For more from David Cay Johnston, check out his prior podcast with Dylan on the tax and deficit debate.
- Megan Robertson is a digital producer for DylanRatigan.com.








I disagree with Mr Johnston's comment about paying people just enough to stay, etc. At the CEO level, in many cases you pay what it takes to lure IN a specific someone who has been searched out, screened and romanced to JOIN the organization, with (as backdrop) the mutual awareness that incoming CEOs have a very limited time in which to demonstrate they can move the needle in the right direction.
Personally, I was an executive and co-owner in a firm that never went "outside" to hire a top executive (that has changed now that the company has gone public) but if we HAD, we would have recognized that we were in a different market altogether.

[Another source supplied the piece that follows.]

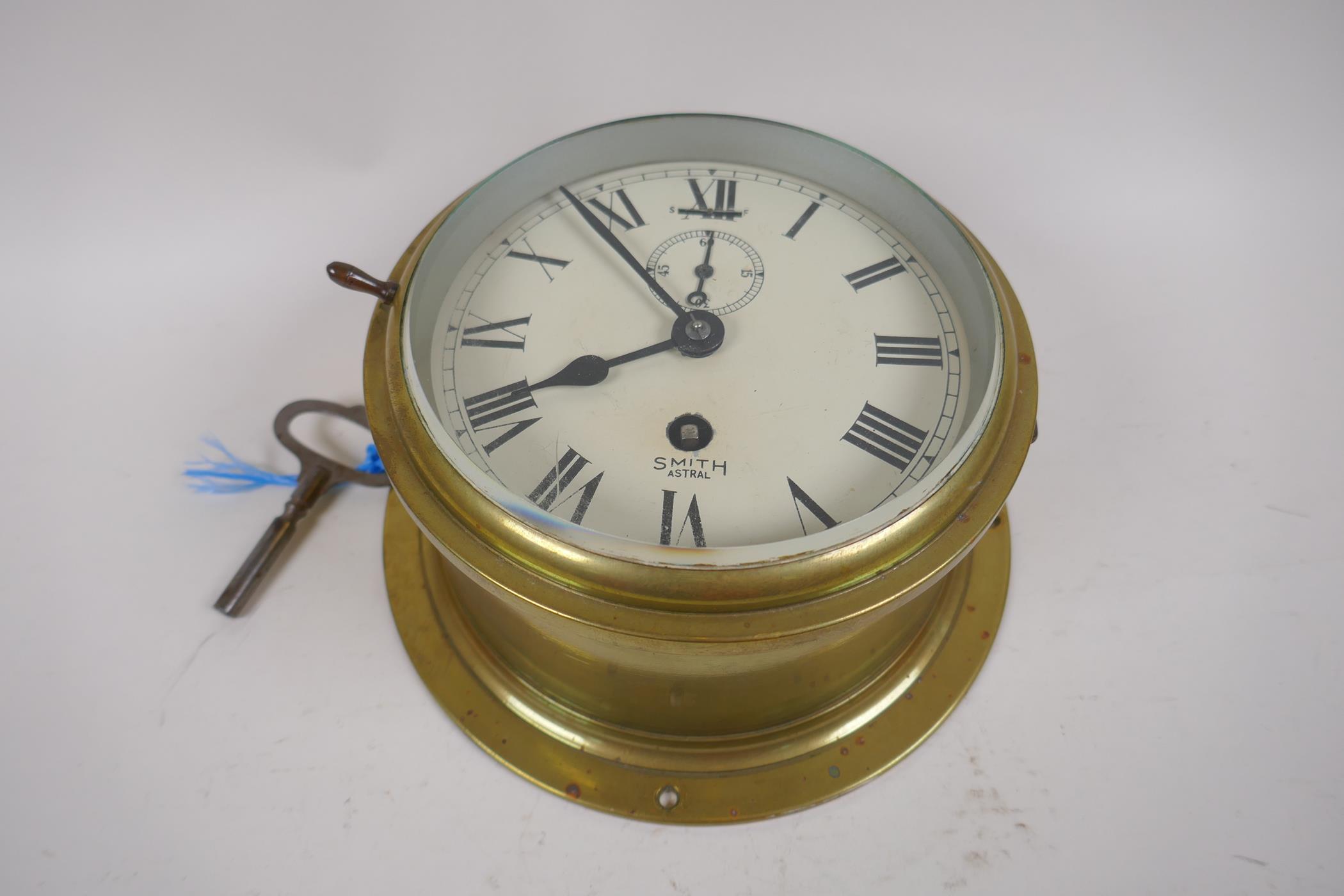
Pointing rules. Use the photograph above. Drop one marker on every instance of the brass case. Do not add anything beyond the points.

This is far less straightforward that Mr Johnston has implied here. Wall Street doesn't like your corporate performance, so you decide to replace the CEO — with someone that Wall Street thinks (rightly or wrongly) will juice up corporate performance. Some are "rock stars" already, and some are viewed as budding superheroes. Mostly that's nonsense, because what Wall Street wants is often not attainable in the short term, but that's the way the game is played. All that razzmatazz about paying the exec in the 75th percentile is just eyewash to justify what has already happened. If you were hiring an NFL coach or GM to do a herculean task, you wouldn't bother with justifying it. In the corporate world you have to go through that exercise, as flawed as it is.
And realize that the average tenure of a CEO is something less than 4 years, from what I have read. It's no wonder that golden parachutes abound. The candidate has the leverage to get one, and that's all that matters.
There ARE other problems as well, having to do with Board members taking care of those whom they have bet on (or know and like) — but it all adds up to an irrational prescription for excess.